I watched in fascination as my hostess poured steaming Darjeeling into a Wedgwood cup from a matching pot. Both were decorated with a suitably seasonal motif of spider webs and mystic runes. The cup was trimmed with a discrete black band around the lip. Despite the ambience, the sound of the liquid cheerfully slopping into the porcelain was extraordinarily soothing, the very mundanity of it overriding my initial dread at being confronted by a real live witch.

“And then there’s the woodcutters.” 

The harridan fixed me with a beady eye and gave me a long hard look, as if she suspected that the colloquial term for my troubadour’s instrument meant that I habitually carried a well honed blade with a stout, hickory handle, concealed within its case. The hairs on her nasal wart bristled alarmingly.

“You just can’t trust woodcutters,” she continued, “Always butting in when they’re least expected and decidedly unwelcome. The number of werewolves I’ve lost to bloody woodcutters you wouldn’t believe. One lump or two?”

“Two please,” I said, trying to break free from the hypnotic trance the whine of her querulous voice induced.
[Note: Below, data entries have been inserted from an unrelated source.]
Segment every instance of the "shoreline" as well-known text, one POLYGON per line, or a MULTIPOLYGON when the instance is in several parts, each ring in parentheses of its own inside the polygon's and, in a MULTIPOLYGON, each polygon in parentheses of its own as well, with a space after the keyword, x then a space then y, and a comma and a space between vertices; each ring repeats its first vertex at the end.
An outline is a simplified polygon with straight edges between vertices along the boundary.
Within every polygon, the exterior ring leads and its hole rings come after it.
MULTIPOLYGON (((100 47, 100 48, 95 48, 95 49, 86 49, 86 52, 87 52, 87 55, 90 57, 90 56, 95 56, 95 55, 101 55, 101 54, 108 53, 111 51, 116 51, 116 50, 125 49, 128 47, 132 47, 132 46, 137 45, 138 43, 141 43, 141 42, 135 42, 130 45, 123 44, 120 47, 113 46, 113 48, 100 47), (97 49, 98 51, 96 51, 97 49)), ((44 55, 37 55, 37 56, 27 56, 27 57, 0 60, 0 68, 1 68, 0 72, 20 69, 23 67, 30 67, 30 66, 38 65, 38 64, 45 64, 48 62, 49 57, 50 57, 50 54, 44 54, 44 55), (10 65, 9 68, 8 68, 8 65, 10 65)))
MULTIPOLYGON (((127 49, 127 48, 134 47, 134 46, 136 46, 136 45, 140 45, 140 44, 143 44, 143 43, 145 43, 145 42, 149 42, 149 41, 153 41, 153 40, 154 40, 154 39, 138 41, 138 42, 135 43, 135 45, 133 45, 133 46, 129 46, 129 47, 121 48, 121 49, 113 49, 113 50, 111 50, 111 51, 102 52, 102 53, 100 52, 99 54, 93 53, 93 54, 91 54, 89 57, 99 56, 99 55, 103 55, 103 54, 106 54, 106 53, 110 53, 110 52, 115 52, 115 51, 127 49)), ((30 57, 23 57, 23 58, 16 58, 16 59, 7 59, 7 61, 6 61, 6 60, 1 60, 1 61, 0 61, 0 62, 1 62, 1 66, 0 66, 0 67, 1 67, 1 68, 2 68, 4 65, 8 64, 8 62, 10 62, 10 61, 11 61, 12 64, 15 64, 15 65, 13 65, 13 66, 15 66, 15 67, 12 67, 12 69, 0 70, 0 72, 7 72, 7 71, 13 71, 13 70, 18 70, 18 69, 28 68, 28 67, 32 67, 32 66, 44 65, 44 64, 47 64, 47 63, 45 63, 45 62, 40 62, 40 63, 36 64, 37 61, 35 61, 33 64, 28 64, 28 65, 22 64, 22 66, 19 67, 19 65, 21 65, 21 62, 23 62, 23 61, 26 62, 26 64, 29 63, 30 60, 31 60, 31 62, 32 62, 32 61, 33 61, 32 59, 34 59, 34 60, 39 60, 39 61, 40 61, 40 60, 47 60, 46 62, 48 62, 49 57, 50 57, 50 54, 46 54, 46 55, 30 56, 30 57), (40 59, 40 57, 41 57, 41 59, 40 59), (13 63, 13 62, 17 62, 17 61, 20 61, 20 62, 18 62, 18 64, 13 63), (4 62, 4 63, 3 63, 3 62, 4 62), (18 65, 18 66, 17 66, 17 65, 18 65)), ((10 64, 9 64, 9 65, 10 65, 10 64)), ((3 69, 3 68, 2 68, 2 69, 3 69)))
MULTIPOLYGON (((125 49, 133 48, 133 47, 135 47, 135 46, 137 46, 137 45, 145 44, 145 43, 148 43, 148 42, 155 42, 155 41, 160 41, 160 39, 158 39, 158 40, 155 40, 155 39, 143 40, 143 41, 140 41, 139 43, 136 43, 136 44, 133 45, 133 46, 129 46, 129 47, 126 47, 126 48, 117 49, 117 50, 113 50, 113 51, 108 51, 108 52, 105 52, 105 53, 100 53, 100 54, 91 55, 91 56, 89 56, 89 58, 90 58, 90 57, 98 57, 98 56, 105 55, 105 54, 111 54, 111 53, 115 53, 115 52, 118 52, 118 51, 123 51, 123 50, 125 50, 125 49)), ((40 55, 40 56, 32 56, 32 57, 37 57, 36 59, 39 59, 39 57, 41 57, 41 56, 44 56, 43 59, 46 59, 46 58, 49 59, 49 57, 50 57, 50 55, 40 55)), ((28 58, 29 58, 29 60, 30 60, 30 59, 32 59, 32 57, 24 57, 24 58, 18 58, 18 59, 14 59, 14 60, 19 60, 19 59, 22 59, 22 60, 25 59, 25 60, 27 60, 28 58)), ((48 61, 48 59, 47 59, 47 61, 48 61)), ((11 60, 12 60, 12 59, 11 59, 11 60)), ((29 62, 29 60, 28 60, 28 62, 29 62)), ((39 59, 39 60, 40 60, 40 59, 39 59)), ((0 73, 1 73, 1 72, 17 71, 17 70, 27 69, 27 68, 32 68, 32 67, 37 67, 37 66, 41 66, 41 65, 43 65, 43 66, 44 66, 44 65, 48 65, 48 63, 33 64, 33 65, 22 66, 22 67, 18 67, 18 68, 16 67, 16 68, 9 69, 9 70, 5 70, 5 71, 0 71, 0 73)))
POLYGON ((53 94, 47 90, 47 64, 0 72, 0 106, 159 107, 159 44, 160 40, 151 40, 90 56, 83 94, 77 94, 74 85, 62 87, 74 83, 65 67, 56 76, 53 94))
“But then,” she continued, “Living deep in an enchanted forest, like I do, it’s woodcutters what tends to be my best customers. Them and charcoal burners. Always popping in for an ointment for their chilblains in wintertime they are, or a love philtre in spring. Little devils.” She couldn’t resist a little cackle after this. “I suppose losing an occasional werewolf goes with the territory. If I was living in town my pets would get run over. As it is they gets their heads cut off by woodcutters. Milk dear?”

At the mention of milk, a large, somnolent, black cat opened a lazy eye and yowled demandingly from its velvet cushion on the window seat.

“Yes please,” I said, and she added a creamy splash to my beverage.

“It’s that bloody Red Riding-Hood. Now there’s a girl who’s no better than she should be, and that’s a fact. Always tempting them she is, with her coy little ways and a basket full of fresh meat for granny. I could tell you a thing or two about her too! Now you’d have been right up her street. Always had a thing for musicians did Granny Riding-Hood, the strumpet! Would you like a little gingerbread with your tea dear?”

She offered a fragrant slice on a plate and its aroma was irresistible. Suddenly I felt quite ravenously hungry. I reached out and took it. The witch beamed at me and her single tooth glinted mischievously in the firelight as I bit into the moist confection.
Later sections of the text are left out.